2- Upper Urinary Tract Infections:
• Acute pyelonephritis may be accompanied by septicemia and it is
advisable to start with gentamicin plus amoxycillin IV or alternatively
cefotaxime IV alone as infusion.
• This is an infection of the kidney substance and needs adequate blood
as well as urine drug concentrations.
3- Chemoprophylaxis:
• Chemoprophylaxis is sometimes undertaken in patients liable to
recurrent attacks or acute exacerbations of ineradicable infection. It may
prevent subclinical renal damage in girls who are found to have
asymptomatic bacteriuria on routine screening.
• Nitrofurantoin, nalidixic acid or trimethoprim are satisfactory. The drugs
are best given as a single oral dose at night.
General Principles of Management of
UTI
• Pretreatment urine culture is not required in first attack of
uncomplicated cystitis in young women (non pregnant) but should be
done in all other situations before any empirical treatment is started.
Post treatment culture is required to judge cure of infection.
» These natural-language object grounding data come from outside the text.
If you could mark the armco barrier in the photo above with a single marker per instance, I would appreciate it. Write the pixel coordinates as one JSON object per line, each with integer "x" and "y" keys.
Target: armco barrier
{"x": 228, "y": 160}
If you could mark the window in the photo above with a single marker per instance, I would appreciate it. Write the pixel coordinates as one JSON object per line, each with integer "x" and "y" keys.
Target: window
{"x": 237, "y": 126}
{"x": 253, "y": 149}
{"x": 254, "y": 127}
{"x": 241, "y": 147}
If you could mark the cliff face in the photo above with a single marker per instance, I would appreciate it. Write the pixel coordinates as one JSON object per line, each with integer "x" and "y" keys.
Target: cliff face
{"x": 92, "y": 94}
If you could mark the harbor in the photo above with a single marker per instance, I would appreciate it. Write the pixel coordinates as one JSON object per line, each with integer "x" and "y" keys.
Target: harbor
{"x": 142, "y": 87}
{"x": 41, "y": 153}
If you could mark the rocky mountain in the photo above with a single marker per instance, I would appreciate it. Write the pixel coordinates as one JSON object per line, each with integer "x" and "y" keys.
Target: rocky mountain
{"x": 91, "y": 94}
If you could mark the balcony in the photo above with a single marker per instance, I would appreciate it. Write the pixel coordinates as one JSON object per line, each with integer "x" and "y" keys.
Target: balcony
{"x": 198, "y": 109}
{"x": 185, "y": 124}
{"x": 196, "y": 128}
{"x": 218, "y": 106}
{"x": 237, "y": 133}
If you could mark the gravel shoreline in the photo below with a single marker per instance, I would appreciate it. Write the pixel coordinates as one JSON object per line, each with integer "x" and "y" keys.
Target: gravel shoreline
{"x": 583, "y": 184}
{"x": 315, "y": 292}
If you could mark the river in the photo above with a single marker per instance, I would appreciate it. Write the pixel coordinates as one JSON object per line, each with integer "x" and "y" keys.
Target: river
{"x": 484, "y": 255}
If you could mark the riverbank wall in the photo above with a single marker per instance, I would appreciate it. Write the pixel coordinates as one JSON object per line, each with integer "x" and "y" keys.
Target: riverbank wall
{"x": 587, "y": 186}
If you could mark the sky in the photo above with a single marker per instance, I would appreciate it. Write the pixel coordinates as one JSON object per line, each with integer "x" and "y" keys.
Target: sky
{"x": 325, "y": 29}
General Principles of Management of UTI
• Choice of antibacterial therapy in UTI is based on:
• age of patient.
• Sex.
• pregnancy status.
• site of infection.
• first attack or recurrence.
• predisposing factors.
General Principles of Management of UTI
• uncomplicated infections of lower urinary tract and respond to short
courses of therapy
(1-3 days)
• while upper UTI require longer treatment
(7-14 days)
• complicated cases require longer duration of treatment
(14 - 21 days).
General Principles of Management of UTI
• Maintain high urine output (2 -2.5 L ̸ day)
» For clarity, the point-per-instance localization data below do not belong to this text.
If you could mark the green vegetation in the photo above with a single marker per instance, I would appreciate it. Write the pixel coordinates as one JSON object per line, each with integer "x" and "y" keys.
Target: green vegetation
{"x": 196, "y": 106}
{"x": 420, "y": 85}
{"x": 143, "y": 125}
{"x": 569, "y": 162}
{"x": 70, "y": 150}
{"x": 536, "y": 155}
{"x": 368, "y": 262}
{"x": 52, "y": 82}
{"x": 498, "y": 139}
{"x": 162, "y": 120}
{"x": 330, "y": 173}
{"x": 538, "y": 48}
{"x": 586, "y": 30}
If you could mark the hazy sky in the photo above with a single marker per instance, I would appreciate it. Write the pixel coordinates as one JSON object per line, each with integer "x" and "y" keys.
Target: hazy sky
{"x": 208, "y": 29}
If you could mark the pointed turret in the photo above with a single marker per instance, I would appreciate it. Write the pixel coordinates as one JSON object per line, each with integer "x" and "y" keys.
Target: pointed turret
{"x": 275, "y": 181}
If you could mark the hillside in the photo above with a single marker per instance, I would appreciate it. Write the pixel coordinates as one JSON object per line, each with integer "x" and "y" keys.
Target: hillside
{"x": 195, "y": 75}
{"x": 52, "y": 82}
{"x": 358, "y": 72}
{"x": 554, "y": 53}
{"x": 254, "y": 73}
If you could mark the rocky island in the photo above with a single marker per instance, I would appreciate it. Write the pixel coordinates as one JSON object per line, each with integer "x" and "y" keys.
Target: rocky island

General Principles of Management of UTI
• Urinary pH is adjusted according to antibacterial activity of the drug used.
Alkaline pH favors sulfonamides,
Quinolones
Penicillin
aminoglycosides.
Adequate alkalinization of urine is achieved by sodium bicarbonate, sodium citrate or
potassium citrate. Acidifying agents should not be used in infection caused by urease
producing organisms (proteus, coliform and staph albus).